Play a Dragon Card: The majority of the cards in Seven Dragons are dragon cards which feature dragons from the 5 main dragon colors (gold, black, red, blue, and green). Players place the dragon cards on the arrangement of dragons in the middle of the table and must place the dragon cards such that at least one dragon is matching an adjacent dragon. Only one dragon has to match but if additional matches are made, the player draws bonus cards for each additional match.

Play an Action Card: Seven Dragons also has 5 different types of action cards. Instead of playing a dragon card, players can play an action card. Players take the action of the card and then discard the action card either on top of the white dragon or below it. The white dragon starts out as wild but can change colors depending on the last discarded action card. The action cards are Move a Card, Zap (remove) a Card, Trade Hands, Trade Goals, and Rotate Goals.

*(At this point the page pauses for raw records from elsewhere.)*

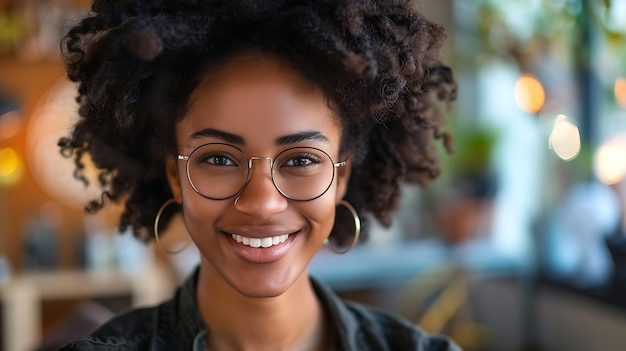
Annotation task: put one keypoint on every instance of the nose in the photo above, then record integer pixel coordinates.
(259, 197)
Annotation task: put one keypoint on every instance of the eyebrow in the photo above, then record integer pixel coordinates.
(237, 139)
(215, 133)
(301, 136)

The game is over when one player gets a group of 7 contiguously connected dragons of their color. The game can also end when the deck runs out, at which point the winner is whoever has the most dragons connected.

My Opinion
What I Like
The Accessibility: Seven Dragons is easy to teach, short to play, and inexpensive to purchase so it hits the table (or more accurately, hits the tent floor) fairly frequently. The matching mechanism is familiar so the game doesn't feel out of most people's comfort zone. The strategy is easy to grasp allowing anyone to be competitive.

The Artwork: Dragons and Larry Elmore... nice! I love dragons and Larry Elmore, of Dungeons & Dragons art fame, does not disappoint. The dragon artwork is one of the main reasons I got Seven Dragons.
What I Dislike
The Randomness: The action cards can make the game fairly random and players have to know that going in to the game. One player can be about to win only to have his goal card stolen at the last minute by another player using the Trade Goals action card. This can be frustrating but is also a strategy of the game. I was nervous about the randomness when I got the game, and although it is a big part of Seven Dragons, it doesn't bother me too much due to short game length.

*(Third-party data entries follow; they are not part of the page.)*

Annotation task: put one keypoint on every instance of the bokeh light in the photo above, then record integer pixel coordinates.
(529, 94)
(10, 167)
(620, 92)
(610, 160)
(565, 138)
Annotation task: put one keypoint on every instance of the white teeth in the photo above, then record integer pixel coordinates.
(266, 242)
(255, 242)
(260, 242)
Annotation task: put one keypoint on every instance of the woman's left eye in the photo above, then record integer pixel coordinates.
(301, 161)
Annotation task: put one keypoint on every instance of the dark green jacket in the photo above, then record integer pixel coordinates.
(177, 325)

The Lack of Artwork Variability: I love the artwork but there aren't enough different pieces. The five color dragons are different but every card of a color is the same (i.e. all the black dragons are the same); this means that there are only 7 pieces of art in the game. I wish there would've been more illustrations to fuel my dragon passion.
Final Thoughts
If you're looking for a deep game, look elsewhere, but if you love dragons and are looking for a short filler, Seven Dragons will fill that niche. It's quick, fun, and easy to get to the table which earns it a recommendations from me.